Et on les comprend presque, ces gens, qui se gaussent d'une chute de Catherine Frot ou d'une vanne d'André Dussollier. En revanche, on ne les envie pas une seconde. C'est que toutes ces envies de décalage et de singularité sont tuées dans l'oeuf par l'inénarrable lourdeur du style Thomas. Incroyablement inesthétique (on parle bien de la mise en scène, pas des décors servant au film), Le crime est notre affaire est également le machin le plus téléphoné qui soit. On voit arriver les bons mots une demi-heure avant (l'exemple le plus parfait étant la consternante scène qui clôt le film), on est consterné par la fadeur des personnages et de leurs interprètes, on a envie d'étriper Frot et Dussollier, au-delà de la caricature... Seules les apparitions de Claude Rich en vieux grigou ont quelque chose de réjouissant. Mais c'est peu. Alors évidemment, on entendra dire çà et là que ce côté un peu foireux est totalement voulu, que Thomas sait exactement ce qu'il veut et qu'il n'a pas son pareil pour livrer des films rustiques et attachants. On peut également affirmer que Le crime est notre affaire est juste un film de vieux, pour vieux, sentant le renfermé et la naphtaline. En tout cas, ça n'est pas du cinéma.
3/10
2 commentaires sur “LE CRIME EST NOTRE AFFAIRE”
Il est vrai que je suis vieille... Je n'ai apprécié QUE les numéros de Catherine Frot et André Dussolier.
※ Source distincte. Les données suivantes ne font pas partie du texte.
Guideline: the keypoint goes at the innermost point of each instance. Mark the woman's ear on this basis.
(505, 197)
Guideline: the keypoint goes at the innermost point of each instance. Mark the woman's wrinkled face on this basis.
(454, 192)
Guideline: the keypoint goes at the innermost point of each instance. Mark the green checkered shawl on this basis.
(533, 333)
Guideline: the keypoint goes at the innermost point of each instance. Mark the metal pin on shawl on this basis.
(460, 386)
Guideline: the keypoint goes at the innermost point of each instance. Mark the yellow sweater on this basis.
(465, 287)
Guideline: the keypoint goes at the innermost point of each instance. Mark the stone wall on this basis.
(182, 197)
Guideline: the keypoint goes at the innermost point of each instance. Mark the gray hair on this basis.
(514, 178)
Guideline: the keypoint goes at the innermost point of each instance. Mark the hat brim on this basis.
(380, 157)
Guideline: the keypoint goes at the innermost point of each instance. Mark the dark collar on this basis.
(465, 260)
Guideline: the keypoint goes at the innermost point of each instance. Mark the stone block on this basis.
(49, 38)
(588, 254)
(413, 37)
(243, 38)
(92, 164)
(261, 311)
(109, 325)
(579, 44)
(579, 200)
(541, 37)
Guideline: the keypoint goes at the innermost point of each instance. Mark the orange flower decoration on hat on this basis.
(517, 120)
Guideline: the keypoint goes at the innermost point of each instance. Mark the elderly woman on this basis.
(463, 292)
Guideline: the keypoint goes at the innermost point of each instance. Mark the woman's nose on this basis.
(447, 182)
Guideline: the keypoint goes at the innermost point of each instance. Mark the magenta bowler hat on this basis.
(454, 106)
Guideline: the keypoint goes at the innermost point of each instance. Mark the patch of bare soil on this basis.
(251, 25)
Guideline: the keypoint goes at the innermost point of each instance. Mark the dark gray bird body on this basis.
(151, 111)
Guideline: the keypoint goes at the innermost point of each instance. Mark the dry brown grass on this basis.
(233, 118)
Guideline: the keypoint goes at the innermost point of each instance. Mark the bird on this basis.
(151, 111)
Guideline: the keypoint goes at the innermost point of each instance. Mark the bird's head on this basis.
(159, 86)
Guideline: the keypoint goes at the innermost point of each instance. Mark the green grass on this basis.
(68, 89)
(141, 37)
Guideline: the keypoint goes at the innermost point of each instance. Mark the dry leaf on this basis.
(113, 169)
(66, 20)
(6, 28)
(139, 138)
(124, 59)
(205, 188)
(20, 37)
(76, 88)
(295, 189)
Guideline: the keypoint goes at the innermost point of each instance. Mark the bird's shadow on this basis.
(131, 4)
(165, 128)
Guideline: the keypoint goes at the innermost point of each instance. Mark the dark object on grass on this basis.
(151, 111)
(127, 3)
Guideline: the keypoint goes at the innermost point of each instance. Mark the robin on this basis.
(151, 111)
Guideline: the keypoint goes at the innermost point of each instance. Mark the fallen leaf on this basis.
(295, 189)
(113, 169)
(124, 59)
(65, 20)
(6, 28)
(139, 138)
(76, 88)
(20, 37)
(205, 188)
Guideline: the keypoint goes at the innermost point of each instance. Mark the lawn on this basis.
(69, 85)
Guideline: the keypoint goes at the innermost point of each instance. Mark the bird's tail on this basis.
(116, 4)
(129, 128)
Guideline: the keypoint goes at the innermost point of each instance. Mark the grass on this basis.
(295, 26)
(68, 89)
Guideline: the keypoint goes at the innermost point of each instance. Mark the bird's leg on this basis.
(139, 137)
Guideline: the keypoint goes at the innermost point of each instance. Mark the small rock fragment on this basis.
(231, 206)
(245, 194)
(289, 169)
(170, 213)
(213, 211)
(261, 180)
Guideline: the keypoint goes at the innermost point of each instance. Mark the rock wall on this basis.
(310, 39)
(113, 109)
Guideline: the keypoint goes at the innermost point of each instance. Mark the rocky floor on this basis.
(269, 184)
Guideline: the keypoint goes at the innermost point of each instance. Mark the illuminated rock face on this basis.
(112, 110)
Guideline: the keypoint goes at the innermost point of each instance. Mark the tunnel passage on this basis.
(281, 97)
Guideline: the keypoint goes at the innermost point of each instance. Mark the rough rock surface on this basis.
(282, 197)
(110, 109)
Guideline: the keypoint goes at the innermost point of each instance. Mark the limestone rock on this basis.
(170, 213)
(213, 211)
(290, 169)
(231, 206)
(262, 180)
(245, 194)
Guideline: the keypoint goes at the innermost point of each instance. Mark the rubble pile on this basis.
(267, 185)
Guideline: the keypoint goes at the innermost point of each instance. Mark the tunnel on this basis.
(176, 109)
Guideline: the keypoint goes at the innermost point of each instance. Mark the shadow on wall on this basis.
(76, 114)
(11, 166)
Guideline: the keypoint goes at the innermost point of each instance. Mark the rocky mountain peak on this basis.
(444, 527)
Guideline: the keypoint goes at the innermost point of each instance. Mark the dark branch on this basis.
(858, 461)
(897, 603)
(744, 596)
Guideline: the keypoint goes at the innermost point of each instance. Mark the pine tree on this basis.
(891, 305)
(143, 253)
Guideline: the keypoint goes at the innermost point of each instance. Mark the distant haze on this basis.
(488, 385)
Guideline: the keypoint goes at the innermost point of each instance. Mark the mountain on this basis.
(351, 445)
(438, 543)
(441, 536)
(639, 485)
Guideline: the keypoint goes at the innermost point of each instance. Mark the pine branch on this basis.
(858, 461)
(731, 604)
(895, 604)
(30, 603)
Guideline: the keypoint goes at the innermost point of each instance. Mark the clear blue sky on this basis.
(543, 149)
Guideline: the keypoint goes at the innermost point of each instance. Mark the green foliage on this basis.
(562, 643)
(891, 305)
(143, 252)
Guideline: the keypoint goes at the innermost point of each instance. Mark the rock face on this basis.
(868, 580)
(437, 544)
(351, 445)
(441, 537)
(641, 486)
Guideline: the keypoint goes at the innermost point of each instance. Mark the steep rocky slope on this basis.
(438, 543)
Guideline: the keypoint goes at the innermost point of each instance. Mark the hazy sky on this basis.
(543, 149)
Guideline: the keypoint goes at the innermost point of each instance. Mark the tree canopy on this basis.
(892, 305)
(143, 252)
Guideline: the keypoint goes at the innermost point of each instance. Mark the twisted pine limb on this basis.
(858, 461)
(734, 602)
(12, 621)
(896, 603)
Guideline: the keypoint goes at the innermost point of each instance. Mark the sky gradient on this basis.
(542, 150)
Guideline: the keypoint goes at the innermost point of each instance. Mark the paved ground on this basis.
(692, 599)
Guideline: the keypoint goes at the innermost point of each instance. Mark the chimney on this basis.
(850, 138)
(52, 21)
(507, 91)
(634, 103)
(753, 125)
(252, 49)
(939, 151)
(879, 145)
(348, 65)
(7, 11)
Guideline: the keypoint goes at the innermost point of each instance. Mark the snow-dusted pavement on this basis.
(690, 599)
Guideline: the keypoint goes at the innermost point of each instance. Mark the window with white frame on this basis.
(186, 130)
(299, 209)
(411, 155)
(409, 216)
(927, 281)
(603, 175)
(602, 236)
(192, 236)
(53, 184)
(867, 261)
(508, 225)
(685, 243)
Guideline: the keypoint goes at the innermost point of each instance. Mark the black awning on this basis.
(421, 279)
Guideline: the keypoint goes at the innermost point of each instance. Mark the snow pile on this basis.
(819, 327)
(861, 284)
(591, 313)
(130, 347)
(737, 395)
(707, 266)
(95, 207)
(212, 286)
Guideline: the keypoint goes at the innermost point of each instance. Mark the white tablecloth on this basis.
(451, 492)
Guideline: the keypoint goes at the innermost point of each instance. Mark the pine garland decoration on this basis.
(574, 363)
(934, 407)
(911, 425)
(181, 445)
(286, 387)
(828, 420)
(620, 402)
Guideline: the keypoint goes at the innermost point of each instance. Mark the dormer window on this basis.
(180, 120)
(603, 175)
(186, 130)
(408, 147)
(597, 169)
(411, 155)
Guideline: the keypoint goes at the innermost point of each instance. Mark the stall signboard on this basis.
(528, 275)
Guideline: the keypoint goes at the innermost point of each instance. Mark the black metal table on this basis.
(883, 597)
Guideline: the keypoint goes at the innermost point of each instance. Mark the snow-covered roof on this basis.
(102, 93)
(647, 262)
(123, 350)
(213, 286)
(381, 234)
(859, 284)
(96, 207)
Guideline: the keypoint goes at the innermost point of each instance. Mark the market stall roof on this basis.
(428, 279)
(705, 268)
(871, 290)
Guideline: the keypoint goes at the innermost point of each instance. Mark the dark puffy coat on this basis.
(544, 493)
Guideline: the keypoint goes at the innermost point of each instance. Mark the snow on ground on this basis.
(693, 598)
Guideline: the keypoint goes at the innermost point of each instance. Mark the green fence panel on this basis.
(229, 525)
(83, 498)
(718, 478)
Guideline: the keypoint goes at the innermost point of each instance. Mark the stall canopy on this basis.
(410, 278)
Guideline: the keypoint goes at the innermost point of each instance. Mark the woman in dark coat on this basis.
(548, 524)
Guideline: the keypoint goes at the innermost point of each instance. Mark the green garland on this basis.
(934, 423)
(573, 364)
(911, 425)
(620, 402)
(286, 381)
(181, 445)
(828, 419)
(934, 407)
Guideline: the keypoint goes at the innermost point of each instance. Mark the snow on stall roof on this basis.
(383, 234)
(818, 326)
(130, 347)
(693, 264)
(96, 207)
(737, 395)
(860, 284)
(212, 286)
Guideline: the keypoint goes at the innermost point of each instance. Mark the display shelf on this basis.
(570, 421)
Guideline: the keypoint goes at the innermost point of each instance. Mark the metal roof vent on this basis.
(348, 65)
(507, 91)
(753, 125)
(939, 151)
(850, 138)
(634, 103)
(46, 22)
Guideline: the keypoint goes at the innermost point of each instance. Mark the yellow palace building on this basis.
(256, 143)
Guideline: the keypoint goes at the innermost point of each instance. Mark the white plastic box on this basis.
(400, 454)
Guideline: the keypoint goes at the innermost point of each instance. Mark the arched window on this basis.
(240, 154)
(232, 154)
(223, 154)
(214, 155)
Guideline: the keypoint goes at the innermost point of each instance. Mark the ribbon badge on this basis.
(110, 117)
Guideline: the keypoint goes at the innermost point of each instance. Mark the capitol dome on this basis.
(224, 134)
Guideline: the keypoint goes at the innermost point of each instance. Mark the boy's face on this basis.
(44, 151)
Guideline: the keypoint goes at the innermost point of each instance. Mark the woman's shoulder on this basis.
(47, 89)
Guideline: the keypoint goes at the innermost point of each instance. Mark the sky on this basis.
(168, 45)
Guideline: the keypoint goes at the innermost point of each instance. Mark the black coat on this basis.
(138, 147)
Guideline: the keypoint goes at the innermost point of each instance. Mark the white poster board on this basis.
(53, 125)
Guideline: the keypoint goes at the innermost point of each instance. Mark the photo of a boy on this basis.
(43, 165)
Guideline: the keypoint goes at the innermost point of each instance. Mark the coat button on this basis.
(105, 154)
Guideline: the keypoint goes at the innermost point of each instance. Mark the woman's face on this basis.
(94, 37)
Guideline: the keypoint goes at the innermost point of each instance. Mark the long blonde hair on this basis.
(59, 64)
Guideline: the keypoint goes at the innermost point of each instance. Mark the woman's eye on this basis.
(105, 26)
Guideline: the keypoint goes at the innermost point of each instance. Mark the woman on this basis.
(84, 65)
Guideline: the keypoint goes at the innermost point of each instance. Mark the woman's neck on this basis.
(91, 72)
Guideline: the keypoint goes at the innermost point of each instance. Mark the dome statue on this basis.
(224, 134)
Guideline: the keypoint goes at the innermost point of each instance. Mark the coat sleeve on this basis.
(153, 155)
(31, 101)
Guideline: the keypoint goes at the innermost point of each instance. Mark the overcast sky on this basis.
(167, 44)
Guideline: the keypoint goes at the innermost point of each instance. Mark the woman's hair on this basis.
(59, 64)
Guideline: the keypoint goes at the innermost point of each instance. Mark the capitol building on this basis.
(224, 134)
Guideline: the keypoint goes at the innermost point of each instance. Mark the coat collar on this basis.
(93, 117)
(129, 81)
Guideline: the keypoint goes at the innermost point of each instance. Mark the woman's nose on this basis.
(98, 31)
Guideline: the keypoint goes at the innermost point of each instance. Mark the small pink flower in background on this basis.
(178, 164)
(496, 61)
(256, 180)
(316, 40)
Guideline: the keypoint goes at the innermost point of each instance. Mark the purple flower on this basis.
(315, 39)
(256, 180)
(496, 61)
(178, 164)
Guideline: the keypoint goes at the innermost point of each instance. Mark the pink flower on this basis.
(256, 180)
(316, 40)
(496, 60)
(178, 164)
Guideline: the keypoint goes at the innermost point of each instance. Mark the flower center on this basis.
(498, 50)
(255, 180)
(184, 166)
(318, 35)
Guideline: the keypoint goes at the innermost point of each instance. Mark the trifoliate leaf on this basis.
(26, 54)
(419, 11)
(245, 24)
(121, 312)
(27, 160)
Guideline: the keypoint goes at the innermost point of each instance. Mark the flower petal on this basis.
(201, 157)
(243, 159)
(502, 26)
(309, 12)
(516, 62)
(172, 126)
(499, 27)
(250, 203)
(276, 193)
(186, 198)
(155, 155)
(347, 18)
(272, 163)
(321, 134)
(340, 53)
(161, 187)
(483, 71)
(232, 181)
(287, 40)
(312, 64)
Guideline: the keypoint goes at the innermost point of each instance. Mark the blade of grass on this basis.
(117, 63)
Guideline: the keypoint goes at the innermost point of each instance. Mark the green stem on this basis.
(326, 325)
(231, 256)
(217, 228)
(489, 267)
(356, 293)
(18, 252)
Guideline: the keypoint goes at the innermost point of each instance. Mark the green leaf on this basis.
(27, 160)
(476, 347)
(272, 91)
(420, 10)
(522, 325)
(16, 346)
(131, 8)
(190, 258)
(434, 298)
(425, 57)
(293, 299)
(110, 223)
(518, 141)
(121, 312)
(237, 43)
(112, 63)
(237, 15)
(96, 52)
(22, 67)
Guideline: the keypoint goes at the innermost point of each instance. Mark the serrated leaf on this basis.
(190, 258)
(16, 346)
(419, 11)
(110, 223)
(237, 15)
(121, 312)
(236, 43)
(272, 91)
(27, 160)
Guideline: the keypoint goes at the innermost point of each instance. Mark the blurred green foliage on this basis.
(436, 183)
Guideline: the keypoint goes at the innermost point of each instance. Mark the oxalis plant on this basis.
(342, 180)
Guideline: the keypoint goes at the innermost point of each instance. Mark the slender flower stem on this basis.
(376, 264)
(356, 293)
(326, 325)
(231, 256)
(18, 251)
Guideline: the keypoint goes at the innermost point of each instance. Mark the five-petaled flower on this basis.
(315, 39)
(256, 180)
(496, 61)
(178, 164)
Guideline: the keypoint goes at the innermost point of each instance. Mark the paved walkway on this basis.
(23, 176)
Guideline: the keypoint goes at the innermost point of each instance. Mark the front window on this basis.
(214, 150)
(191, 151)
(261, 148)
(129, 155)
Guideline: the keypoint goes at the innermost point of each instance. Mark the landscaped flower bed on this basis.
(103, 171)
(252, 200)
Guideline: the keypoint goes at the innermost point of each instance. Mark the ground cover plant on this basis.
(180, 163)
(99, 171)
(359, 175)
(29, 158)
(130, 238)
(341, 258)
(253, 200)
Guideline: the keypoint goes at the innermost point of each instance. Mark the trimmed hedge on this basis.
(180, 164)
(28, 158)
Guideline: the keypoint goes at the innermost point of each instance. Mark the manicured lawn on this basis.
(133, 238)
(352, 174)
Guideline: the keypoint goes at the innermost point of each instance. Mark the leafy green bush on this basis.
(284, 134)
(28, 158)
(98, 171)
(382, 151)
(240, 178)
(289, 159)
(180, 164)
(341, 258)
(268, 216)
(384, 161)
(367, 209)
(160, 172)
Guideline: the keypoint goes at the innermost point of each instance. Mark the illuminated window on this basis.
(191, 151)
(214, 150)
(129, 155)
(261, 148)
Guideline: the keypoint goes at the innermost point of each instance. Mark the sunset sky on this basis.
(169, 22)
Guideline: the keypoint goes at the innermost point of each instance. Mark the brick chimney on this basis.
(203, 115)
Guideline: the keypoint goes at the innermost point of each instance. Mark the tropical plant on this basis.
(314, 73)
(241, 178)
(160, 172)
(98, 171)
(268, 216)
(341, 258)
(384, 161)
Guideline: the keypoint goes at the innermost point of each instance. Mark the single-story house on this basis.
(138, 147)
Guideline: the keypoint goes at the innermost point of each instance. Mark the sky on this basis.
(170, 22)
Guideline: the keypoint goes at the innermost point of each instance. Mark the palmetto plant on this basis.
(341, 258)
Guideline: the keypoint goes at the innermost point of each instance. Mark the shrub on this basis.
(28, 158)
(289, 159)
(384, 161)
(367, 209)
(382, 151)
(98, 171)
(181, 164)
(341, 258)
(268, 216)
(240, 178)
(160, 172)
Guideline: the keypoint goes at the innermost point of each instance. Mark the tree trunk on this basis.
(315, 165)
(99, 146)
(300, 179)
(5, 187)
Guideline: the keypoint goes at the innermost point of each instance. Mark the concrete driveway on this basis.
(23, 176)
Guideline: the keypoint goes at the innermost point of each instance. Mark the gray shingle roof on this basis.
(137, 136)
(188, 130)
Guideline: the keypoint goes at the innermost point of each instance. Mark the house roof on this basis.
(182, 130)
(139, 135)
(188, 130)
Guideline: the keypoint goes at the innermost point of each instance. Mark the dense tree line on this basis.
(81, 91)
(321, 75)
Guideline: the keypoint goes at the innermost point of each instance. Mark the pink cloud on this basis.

Celui ou ceux que j'ai eu envie d'étriper par contre sont Claude Rich (libidineux et deux fois le coup de la soupe qui fait slurp... merci) et Annie Cordy.
Quant à Chiara et Melvil, je ne les avais jamais vus aussi éteints !
Bjr,
Un peu sévère la note, y suis allé avec ma maman (> 80ans), beaucoup de seniors dans la salle, et ben ça leur a plu, et comme notre destin à tous c'est de vieillir, soyons indulgents avec ceux qui aiment et proposent ce genre de cinéma.